What should she do? Tell someone - Berkeley or Hamdi? But Gamal was obviously in on it, and they would believe him over her. She needed proof . . .
Weight in her thigh pocket. The camera.
She pulled it out and switched it on. The wait for the lens to extend and the screen to light up had never seemed so long.
A rattling sound from the shaft. Someone climbing the ladder.
Throat tight with rising panic, Macy took a picture of the four papyrus pages, then tipped the camera down to capture the blueprint. Click—
‘What the fuck?’ The shout came from below, the accent American. The guy with the snakeskin jacket. He had seen the flash.
Another shout. The guard outside. Macy heard his footsteps thudding towards the tent. The clattering of the ladder was louder, faster, as the man hurried up it.
She ran—
The guard threw open the tent flap - just as Macy burst through, shoving him aside and sprinting for the temple. She was through the plastic netting before he regained his balance.

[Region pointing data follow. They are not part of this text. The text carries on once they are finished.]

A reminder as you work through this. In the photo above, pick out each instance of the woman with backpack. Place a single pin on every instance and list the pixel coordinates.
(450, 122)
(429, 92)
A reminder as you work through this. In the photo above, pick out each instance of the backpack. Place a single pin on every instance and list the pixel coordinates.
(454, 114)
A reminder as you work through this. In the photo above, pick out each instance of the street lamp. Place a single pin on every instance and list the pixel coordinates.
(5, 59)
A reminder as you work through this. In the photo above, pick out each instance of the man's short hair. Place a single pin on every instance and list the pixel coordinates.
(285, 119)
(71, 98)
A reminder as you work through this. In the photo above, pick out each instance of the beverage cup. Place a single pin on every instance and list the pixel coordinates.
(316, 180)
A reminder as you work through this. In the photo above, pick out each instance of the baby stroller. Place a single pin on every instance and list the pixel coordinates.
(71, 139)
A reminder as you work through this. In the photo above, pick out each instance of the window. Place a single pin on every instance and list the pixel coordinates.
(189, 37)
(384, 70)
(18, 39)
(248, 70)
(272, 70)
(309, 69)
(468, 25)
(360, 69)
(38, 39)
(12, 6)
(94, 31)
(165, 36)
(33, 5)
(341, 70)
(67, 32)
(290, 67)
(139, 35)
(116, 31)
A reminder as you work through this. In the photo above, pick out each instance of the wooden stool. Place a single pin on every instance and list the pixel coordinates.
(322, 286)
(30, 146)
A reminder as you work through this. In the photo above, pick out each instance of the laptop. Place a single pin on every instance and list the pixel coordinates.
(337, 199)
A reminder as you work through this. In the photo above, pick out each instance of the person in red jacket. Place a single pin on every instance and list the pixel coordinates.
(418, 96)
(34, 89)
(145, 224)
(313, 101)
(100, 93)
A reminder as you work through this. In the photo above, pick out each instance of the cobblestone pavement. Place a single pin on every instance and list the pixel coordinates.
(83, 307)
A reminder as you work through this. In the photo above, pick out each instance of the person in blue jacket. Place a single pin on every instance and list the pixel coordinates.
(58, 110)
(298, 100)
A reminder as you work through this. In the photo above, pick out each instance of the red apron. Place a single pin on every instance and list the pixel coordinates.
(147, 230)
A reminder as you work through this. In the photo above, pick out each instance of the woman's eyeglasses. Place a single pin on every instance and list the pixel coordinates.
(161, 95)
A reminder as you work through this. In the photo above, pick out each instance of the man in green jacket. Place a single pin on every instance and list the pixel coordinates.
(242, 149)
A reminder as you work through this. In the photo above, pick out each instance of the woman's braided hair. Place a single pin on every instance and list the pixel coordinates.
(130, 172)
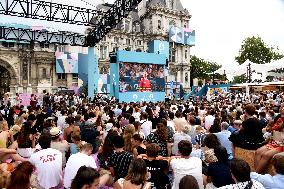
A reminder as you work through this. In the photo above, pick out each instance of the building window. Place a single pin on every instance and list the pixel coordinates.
(159, 24)
(139, 42)
(8, 44)
(127, 41)
(74, 76)
(103, 51)
(44, 73)
(44, 45)
(61, 76)
(172, 55)
(115, 39)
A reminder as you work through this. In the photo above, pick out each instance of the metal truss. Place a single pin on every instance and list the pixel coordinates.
(49, 11)
(119, 10)
(28, 35)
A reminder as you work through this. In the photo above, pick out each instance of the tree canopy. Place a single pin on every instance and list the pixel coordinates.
(201, 68)
(257, 51)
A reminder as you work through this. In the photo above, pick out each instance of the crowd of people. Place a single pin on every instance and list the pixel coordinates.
(68, 141)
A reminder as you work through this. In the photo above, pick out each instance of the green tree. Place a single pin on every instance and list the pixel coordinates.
(201, 68)
(257, 51)
(240, 79)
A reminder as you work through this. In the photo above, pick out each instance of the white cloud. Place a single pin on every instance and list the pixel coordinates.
(221, 25)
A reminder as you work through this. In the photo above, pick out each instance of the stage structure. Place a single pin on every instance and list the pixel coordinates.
(137, 76)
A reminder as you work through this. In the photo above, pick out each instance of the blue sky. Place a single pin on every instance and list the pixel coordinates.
(220, 25)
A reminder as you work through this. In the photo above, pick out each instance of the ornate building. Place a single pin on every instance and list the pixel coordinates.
(30, 68)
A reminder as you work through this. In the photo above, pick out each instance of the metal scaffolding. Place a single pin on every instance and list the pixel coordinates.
(101, 22)
(49, 11)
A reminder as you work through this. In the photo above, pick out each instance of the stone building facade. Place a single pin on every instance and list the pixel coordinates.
(30, 68)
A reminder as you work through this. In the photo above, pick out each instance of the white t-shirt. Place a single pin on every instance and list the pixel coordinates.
(74, 163)
(48, 163)
(146, 127)
(209, 120)
(182, 167)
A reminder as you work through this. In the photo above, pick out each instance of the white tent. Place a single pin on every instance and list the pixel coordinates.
(262, 69)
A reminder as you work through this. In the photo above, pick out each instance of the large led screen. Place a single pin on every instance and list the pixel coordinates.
(141, 77)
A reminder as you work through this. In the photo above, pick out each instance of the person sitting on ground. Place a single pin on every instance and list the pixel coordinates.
(276, 145)
(160, 137)
(120, 160)
(86, 177)
(77, 160)
(183, 135)
(276, 181)
(199, 137)
(240, 170)
(187, 182)
(219, 172)
(223, 137)
(58, 144)
(157, 167)
(186, 165)
(136, 177)
(20, 177)
(250, 135)
(76, 139)
(211, 142)
(137, 143)
(236, 126)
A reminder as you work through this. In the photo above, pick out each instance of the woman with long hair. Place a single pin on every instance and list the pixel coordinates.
(106, 150)
(20, 177)
(160, 137)
(127, 136)
(216, 127)
(136, 177)
(188, 181)
(70, 129)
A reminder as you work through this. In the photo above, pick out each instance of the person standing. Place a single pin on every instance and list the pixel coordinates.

‘Hey!’ she shouted, hoping somebody from the IHA dig would hear her, but her voice was drowned out by the light show’s narration. Behind, Shaban screamed orders to catch her.
Fright spurred her on. She rounded the ruin, the shadowed maze of the Temple of the Sphinx spread out below, ominously lit in shards of red and green. Someone was on the walkway—
‘Dr Hamdi!’ Macy cried. ‘Dr Hamdi, help!’
Hamdi stopped, looking bewildered as she leapt over the gap to land in front of him. ‘What is it, miss - Macy, isn’t it?’
‘Back there!’ she gasped. ‘They’re digging, they’re trying to rob the Hall of Records!’
‘What? What are you talking about?’
Macy looked back as the guard ran round the side of the upper temple, slithering to an uncertain halt when he saw Hamdi. ‘That guy with the scar, Shaban, he’s in charge! He’s got a fourth scroll - I took a picture!’ She thumbed a button to bring up the image. ‘Look!’